Transforms - using painless for terms aggs on nested objects

I understand that Transforms does not support nested aggregations, but what is the alternative ?

here is the mappings:

"properties" : {
  "clientId" : {
"type" : "integer"
  },
  "clientIdAsString" : {
"type" : "keyword"
  },
  "client_ip" : {
"type" : "ip"
  },
  "country" : {
"type" : "keyword"
  },
  "currency" : {
"type" : "keyword"
  },
  "dataLayer" : {
"type" : "nested",
"dynamic" : "true",
"properties" : {
  "name" : {
    "type" : "keyword"
  },
  "products" : {
    "type" : "nested",
    "dynamic" : "true",
    "properties" : {
      "id" : {
        "type" : "keyword"
      },
      "name" : {
        "type" : "keyword"
      },
      "price" : {
        "type" : "float"
      },
      "quantity" : {
        "type" : "long"
      },
      "total_price" : {
        "type" : "float"
      }
    }
  },
  "quantity" : {
    "type" : "long"
  },
  "total_price" : {
    "type" : "float"
  }
}
  },
  "date_time" : {
"type" : "date"
  },
  "wz_session" : {
"type" : "keyword"
  }
}

and here is the query:

POST _transform/_preview
{
  "source": {
    "index": [
      "user_events*"
    ],
    "query": {
      "bool": {
        "filter": [
          {
            "term": {
              "clientIdAsString": "645"
            }
          },
          {
            "term": {
              "domainsGroup": "google.com"
            }
          },
          {
            "exists": {
              "field": "dataLayer.products"
            }
          }
        ]
      }
    }
  },
  "pivot": {
    "group_by": {
      "wz_session": {
        "terms": {
          "field": "wz_session"
        }
      },
      "clientIdAsString": {
        "terms": {
          "field": "clientIdAsString"
        }
      },
      "domainsGroup": {
        "terms": {
          "field": "domainsGroup"
        }
      },
      "productId": {
        "terms": {
          "field": "dataLayer.products.id"
        }
      },
      "event_key": {
        "terms": {
          "field": "event_key"
        }
      }
    },
    "aggregations": {
      "minDate": {
        "min": {
          "field": "date_time"
        }
      },
      "maxDate": {
        "max": {
          "field": "date_time"
        }
      },
      "pageviews": {
        "sum": {
          "field": "is_checkout_view"
        }
      },
      "totalPrice": {
        "sum": {
          "field": "dataLayer.products.total_price"
        }
      },
      "quantity": {
        "sum": {
          "field": "dataLayer.products.quantity"
        }
      }
    }
  }
}

what I'm trying to do is basically terms aggs on dataLayer.products.id and for each product id, I need to calculate the sum of the quantity, total price.
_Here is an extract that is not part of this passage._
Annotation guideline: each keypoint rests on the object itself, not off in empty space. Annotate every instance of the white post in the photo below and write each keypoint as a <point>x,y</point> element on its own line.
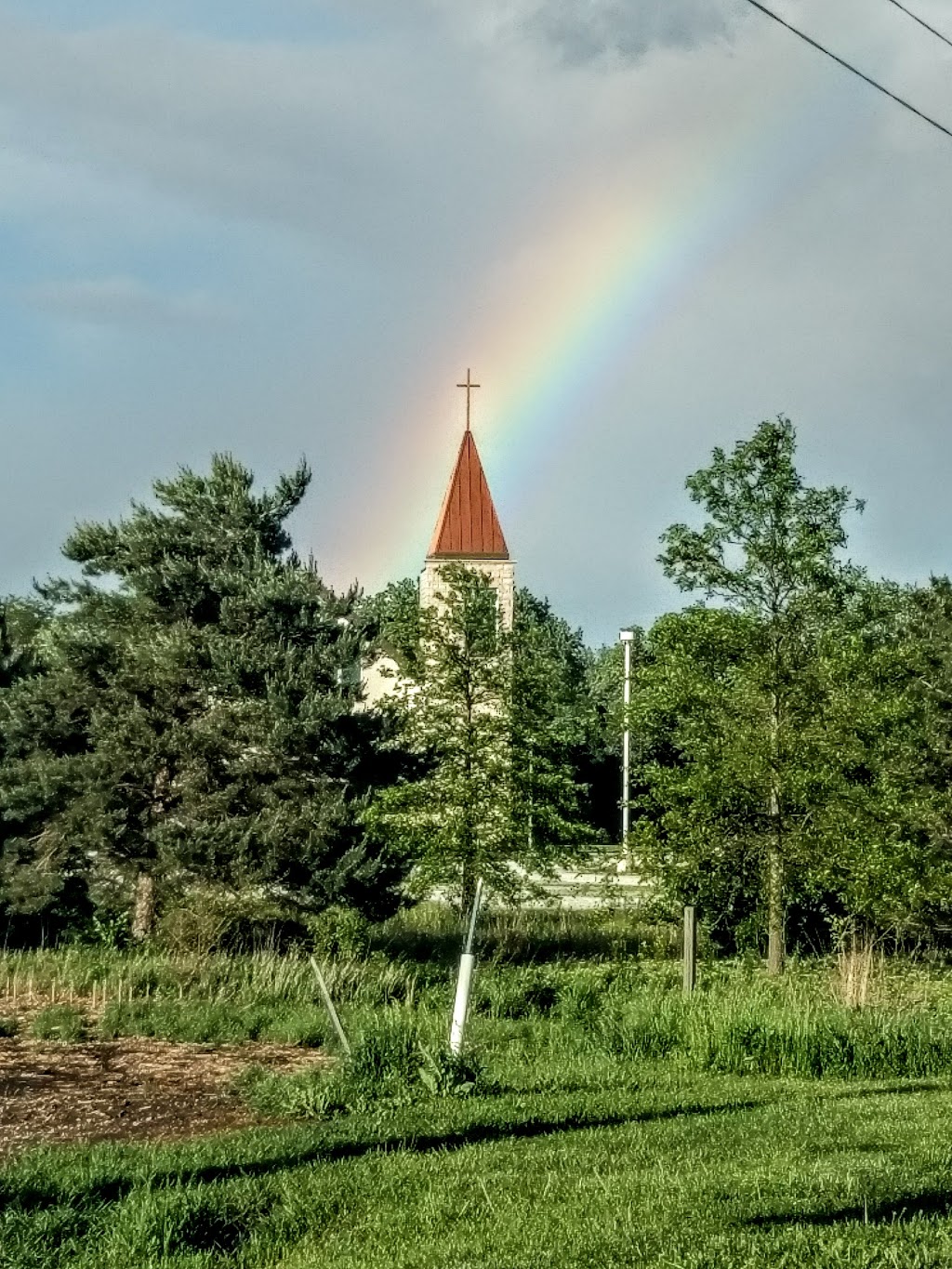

an example of a source data:

...
"dataLayer" : {
            "total_price" : 34.95,
            "currency" : "EUR",
            "id" : "6055",
            "products" : [
              {
                "quantity" : 1,
                "total_price" : 34.95,
                "price" : 6.24,
                "sku" : "10101117",
                "name" : "Product Name 1"
              },
              {
                "quantity" : 1,
                "total_price" : 34.95,
                "price" : 6.24,
                "sku" : "10101261",
                "name" : "Product Name 2"
              },
              {
                "quantity" : 2,
                "total_price" : 34.95,
                "price" : 6.24,
                "sku" : "10101155",
                "name" : "Product Name 3"
              },
              {
                "quantity" : 1,
                "total_price" : 34.95,
                "price" : 4.16,
                "sku" : "10115924",
                "name" : "Product Name 4 "
              }
            ]
          }
...

an example of a result:

{
      "clientIdAsString" : "123",
      "minDate" : "2021-04-30T18:00:25.000Z",
      "pageviews" : 1.0,
      "quantity" : 16.0,
      "productId" : "1031",
      "domainsGroup" : "google.com",
      "totalPrice" : 440.70000171661377,
      "wz_session" : "f8561ry8092Z1n67h74r1tCN0",
      "maxDate" : "2021-04-30T18:00:25.000Z",
      "event_key" : "checkout_view_1"
    },

this is the a part of of the above transform, the problem is, because there is no use of nested aggs, the 'quantity', and 'totalPrice' are actually the sum of all the products in the dataLayer.products array (which is of type nested).

how could I achieve that in transforms ?

This is a limitation of the underlying composite aggregation. It's possible to access the nested buckets in the doc, however without knowing which group by bucket you are in, I don't see a way to workaround this with painless, I am sorry.

The only other way I see is not using the nested data type in your data source.

This topic was automatically closed 28 days after the last reply. New replies are no longer allowed.